Box sets, fridge raids and sharing our 10 favourite albums on social media can only keep the tedium of lockdown at bay for a limited time. And with so many of us furloughed, without work or stuck at home with distracting children, our minds are starting to wander. Boredom is making us tetchy, intolerant, frustrated and… creative.
Researchers say that being made to do nothing for weeks on end drives people to think creatively, forcing them to find new ways to keep life interesting and challenging. In fact we could be on the verge of a creative explosion on a par with WW2. “The lockdown could turn out to be one of the world’s most creative times ever,” Dr Sandi Mann, a researcher at the University of Central Lancashire told the Times.
This could explain why our timelines are increasingly filled with home art projects, friends’ knitting progress, watercolours and pottery, script writing, adventurous cuisine experiments, book projects, patchwork quilts and even hair dyed in rainbow colours. Long forgotten hobbies are being revived, because creating makes us feel good. Artist David Hockney is urging anyone who fancies taking up art as a lockdown hobby to take out the pencils or brushes, and put away the camera. “I would suggest people could draw at this time,” he told the Guardian. “Question everything and do not think about photography.”
He recommends drawing with open eyes. “I would suggest they really look hard at something and think about what they are really seeing.” It’s an important point.

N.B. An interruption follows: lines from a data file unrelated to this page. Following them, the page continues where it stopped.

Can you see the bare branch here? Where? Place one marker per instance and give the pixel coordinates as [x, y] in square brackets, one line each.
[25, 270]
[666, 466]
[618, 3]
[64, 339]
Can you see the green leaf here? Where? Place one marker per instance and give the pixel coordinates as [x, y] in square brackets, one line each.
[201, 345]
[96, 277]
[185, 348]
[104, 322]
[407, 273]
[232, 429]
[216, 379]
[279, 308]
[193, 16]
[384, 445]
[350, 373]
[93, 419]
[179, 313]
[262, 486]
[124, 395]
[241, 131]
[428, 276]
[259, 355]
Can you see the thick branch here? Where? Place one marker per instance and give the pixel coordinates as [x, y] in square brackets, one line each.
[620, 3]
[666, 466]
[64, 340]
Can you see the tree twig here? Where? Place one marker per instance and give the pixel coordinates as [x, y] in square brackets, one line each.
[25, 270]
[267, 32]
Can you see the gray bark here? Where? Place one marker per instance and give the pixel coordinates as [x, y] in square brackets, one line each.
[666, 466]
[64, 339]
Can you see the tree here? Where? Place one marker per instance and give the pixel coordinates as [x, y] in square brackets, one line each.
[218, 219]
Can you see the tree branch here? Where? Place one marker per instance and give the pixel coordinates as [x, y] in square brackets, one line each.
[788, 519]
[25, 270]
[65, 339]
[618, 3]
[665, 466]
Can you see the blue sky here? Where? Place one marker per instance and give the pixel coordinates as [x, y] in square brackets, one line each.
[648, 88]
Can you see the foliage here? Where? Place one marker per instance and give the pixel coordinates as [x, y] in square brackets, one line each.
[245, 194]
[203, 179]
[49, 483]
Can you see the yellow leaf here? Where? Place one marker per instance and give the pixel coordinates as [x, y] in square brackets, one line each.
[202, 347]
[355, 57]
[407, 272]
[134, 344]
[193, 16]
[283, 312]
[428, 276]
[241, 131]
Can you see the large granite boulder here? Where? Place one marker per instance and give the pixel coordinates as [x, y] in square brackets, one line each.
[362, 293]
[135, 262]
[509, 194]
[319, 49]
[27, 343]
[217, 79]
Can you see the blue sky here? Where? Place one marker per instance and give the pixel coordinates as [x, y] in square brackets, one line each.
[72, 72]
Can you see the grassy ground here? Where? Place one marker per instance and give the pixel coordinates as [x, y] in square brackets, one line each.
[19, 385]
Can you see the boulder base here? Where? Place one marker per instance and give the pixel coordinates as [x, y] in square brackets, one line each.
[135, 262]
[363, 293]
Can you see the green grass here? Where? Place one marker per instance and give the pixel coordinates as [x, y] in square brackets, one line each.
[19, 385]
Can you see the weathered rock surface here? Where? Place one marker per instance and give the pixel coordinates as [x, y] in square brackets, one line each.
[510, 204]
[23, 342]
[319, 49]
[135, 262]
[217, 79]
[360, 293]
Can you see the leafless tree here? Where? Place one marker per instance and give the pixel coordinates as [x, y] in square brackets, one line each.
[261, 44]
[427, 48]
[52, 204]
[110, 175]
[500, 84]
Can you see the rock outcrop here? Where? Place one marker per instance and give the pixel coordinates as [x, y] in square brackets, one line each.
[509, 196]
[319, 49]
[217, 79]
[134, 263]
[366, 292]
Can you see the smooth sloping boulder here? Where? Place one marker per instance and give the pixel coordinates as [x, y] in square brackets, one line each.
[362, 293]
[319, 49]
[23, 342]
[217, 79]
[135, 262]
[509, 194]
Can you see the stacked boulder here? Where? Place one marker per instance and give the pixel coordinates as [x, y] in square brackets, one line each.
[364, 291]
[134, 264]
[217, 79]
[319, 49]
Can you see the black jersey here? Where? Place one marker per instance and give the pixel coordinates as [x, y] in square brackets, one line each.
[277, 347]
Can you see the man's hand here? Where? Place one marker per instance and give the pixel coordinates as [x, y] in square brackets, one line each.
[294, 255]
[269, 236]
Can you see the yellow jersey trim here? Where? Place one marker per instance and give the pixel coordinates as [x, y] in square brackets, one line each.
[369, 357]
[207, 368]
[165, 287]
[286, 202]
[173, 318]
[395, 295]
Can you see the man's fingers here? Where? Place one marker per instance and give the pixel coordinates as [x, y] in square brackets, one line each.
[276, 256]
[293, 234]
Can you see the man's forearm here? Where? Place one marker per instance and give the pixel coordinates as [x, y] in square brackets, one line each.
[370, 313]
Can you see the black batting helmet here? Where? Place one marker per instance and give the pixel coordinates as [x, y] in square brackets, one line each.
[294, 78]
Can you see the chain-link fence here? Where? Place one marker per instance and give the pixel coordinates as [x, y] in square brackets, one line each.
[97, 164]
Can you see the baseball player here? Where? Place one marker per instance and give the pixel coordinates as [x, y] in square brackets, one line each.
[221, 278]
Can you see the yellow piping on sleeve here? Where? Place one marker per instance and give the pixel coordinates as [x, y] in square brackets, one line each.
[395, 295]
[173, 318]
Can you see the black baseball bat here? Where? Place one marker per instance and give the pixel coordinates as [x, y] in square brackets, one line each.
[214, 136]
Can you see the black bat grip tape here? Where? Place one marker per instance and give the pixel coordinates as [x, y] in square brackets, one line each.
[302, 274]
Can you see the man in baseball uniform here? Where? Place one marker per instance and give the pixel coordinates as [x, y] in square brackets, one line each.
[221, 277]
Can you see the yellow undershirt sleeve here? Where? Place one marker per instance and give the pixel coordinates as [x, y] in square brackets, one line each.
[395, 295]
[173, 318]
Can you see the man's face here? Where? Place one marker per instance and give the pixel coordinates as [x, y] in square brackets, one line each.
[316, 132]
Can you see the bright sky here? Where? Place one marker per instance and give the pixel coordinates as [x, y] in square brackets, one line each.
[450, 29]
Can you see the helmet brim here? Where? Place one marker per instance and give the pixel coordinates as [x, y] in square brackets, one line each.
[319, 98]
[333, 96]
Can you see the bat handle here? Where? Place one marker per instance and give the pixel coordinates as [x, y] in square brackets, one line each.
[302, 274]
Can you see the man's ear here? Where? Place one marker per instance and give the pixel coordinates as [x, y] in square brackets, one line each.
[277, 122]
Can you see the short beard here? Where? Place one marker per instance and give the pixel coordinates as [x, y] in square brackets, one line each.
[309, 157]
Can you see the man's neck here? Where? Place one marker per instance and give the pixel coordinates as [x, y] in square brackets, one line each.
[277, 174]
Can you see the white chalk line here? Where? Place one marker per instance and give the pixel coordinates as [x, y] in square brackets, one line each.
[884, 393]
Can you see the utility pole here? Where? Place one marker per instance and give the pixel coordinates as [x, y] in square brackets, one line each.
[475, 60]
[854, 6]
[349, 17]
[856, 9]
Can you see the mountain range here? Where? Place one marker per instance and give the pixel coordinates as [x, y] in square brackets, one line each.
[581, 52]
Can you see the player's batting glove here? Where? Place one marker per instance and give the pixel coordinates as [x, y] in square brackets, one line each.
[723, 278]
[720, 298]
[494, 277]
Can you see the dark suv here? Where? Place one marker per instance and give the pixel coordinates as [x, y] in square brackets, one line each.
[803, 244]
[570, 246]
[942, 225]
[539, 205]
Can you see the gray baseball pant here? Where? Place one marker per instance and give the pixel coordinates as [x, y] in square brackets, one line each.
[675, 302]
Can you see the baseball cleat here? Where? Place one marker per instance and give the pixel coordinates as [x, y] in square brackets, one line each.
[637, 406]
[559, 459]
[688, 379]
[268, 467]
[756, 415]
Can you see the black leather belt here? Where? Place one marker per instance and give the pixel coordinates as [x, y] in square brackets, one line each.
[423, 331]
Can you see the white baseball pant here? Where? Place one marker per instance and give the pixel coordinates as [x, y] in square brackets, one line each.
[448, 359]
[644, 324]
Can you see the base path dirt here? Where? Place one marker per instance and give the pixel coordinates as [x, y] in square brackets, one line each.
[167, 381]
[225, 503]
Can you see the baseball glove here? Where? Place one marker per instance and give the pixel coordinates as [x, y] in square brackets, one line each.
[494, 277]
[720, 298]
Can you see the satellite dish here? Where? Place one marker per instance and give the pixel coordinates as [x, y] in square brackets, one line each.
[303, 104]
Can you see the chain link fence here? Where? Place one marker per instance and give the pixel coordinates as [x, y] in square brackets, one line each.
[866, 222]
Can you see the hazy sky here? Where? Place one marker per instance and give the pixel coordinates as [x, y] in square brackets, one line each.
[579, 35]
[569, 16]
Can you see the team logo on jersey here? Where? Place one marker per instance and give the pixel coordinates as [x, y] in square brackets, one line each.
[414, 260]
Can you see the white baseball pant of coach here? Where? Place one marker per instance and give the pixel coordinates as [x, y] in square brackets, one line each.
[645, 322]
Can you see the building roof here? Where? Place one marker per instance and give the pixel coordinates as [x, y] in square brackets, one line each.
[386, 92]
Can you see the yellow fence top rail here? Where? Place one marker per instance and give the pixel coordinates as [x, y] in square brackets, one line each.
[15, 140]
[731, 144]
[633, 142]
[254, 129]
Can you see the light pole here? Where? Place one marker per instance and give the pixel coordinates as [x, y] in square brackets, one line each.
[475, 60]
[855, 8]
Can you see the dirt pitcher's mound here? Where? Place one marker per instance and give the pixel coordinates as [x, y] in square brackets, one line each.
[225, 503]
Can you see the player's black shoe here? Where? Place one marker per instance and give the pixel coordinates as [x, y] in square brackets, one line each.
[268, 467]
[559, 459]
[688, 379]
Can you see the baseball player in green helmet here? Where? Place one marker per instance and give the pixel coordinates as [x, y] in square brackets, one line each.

Fast culture and scrolling our way through social media means we often don’t take the time to really appreciate what we’re looking at, to inhale it fully. But we’re all a bit deeper now we’re living through a global pandemic, I suspect.
Have you got the creative bug yet? As a teenager I was always drawing, just for fun. Somehow in adult life it’s a hobby I’ve never found the time for. But yesterday, feeling angsty and desperate to silence the chatter in my head, I sat down in the back garden with the kids’ coloured pencils and a sketch book and drew what was in front of me – a wild looking overgrown potted palm. For a whole hour I stopped checking my phone for updates and finding new things to fret about, because I was entirely focussed on matching the complex colours of the leaves. It really was a break for my anxious brain.
We’re always reading about the benefits of making things and research has shown that creating or tending things by hand enhances mental health and makes us happy by satisfying a primal need. As a way to soothe our current malaise I heartily recommend it. And who knows? Flexing those creative muscles could result in a masterpiece, a new career direction or a totally different way of thinking about how to live the rest of your life.